Tra le mille cose che il calcio da solo non riesce a spiegare, c'è questa allergia fra il giocatore più bravo al mondo - candidato qualche volta al titolo di sovrano di ogni tempo - e la sua nazionale, o forse il suo paese. "Avrei voluto portare un titolo in Argentina, me ne vado senza esserci riuscito" dice adesso Messi, mentre Olé - quotidiano sportivo di Baires - lo mette in ginocchio in prima pagina, le mani sul prato, la faccia nascosta e lo scongiura, non te ne andare, giocando con le parole, "lo veo y non lo leo", dopo la sconfitta con il Cile. Se Pelé aveva vinto con Garrincha Jairizinho e gli altri due mondiali da protagonista e uno da infortunato; se Maradona ne ha vinti quasi due tutto da solo, Messi rimane un assetato di gloria patria, un collezionista di Palloni d'oro che si prosciuga quando di mezzo c'è la sua bandiera. Adesso dice "mi fa male perdere, per me è finita, la decisione è presa", sfilandosi per sempre la fascia da capitano e la maglia a strisce della Selección, un'altra tragedia che il calcio argentino mette in scena in terra d'America. L'ultimo pianto di Messi cade a duecentotrenta miglia e ventidue anni di distanza dal giorno in cui a Boston Diego fece la sua pipì mondiale con l'efedrina dentro. Era il 25 giugno, per Messi il 26.
Adesso la masnada gli grida che non è un campione, vergognati Leo, pure dei gol che hai fatto e della tua bellezza, mentre l'opinionismo di una nazione intera è spiazzato e spaccato, diviso tra la necessità di trovare un colpevole per oltre un ventennio di fallimenti e la paura di ritrovarsi davvero all'improvviso senza nemmeno Leo. Sempre che la Fifa sia d'accordo, sempre che gli sponsor e le tv che gonfiano il pallone pompando miliardi di dollari nel sistema diano il loro consenso a questo addio e a un Mondiale fra due anni in Russia senza Messi né Ibrahimovic, senza neppure la certezza che ci sia Neymar con il Brasile, o quel che ne rimane.

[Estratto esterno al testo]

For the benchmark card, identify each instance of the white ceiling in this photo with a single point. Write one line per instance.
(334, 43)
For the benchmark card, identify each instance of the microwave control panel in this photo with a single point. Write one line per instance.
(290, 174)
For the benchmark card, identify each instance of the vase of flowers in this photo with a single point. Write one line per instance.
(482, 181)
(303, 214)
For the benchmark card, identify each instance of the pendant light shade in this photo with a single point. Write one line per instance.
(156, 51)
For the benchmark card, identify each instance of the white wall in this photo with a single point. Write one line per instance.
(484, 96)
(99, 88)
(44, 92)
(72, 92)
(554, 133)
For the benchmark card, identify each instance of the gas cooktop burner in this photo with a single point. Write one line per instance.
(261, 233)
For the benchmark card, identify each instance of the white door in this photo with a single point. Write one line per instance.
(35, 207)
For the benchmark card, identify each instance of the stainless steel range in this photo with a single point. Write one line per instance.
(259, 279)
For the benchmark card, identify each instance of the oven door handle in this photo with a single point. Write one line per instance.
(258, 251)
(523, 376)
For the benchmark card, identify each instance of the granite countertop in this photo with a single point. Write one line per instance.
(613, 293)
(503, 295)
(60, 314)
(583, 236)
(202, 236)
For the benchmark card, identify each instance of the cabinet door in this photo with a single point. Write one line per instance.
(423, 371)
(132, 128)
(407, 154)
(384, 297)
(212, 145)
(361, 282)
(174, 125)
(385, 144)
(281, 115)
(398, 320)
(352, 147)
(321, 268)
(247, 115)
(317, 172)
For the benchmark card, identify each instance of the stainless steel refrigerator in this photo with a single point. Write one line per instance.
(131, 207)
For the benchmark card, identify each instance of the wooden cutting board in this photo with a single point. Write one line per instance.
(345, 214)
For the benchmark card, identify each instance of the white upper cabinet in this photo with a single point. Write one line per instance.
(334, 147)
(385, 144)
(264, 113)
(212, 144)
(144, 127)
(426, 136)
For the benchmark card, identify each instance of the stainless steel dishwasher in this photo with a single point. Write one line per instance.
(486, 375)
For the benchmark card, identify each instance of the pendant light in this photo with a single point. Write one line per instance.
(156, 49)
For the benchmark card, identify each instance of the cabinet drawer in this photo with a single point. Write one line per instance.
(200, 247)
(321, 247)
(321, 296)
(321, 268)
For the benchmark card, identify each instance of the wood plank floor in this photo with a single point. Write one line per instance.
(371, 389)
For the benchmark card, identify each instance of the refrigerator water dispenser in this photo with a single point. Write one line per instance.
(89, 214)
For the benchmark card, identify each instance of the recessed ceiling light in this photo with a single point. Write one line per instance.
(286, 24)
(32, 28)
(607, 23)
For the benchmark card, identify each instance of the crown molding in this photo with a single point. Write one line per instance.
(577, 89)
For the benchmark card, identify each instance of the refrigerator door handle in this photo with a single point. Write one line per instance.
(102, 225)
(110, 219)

In New Jersey è finita come in Cile un anno fa e come due in Brasile. Come in Sudafrica nel 2010. Come in Germania nel 2006, quando Leo era il nuovo prodigio che l'Argentina regalava agli occhi del mondo. Era il nuovo genio, era l'Erede designato. Ma questa storia dell'Erede invece lo ha schiacciato. "Messi fa in un anno quel che Maradona fece per un mese in Messico", è il giudizio su di lui di Jorge Valdano, il nume letterario del calcio d'Argentina, "ma avrebbe bisogno di un paese umiliato per arrivare su un cavallo bianco a vendicarlo". Invece non c'è più quell'Argentina afflitta che aspettava un profeta, un messia, un segno dall'alto, per riscattare le Malvinas e chissà cos'altro. Trent'anni dopo la mano de dios, l'Argentina sembra di nuovo quel posto dove le cose migliori sono già passate. "Se perdono, meglio che non tornino" aveva detto alla vigilia Maradona per distendere un po' l'ambiente. Un anno fa diede a Messi del pecho frìo, un senza-cuore, gli diede dello svedese pensando che fosse il peggior insulto possibile. Lo era per lui e per la sua idea di calcio tutta sangue e viscere. Il cattivo rapporto di Messi con la nazionale in fondo sta tutto qui, nella incapacità e nel rifiuto di voler essere qualcosa di più che un calciatore con il numero 10 dietro le spalle. Uno che segna, che vince, che perde, che sbaglia. Un uomo, non un dio.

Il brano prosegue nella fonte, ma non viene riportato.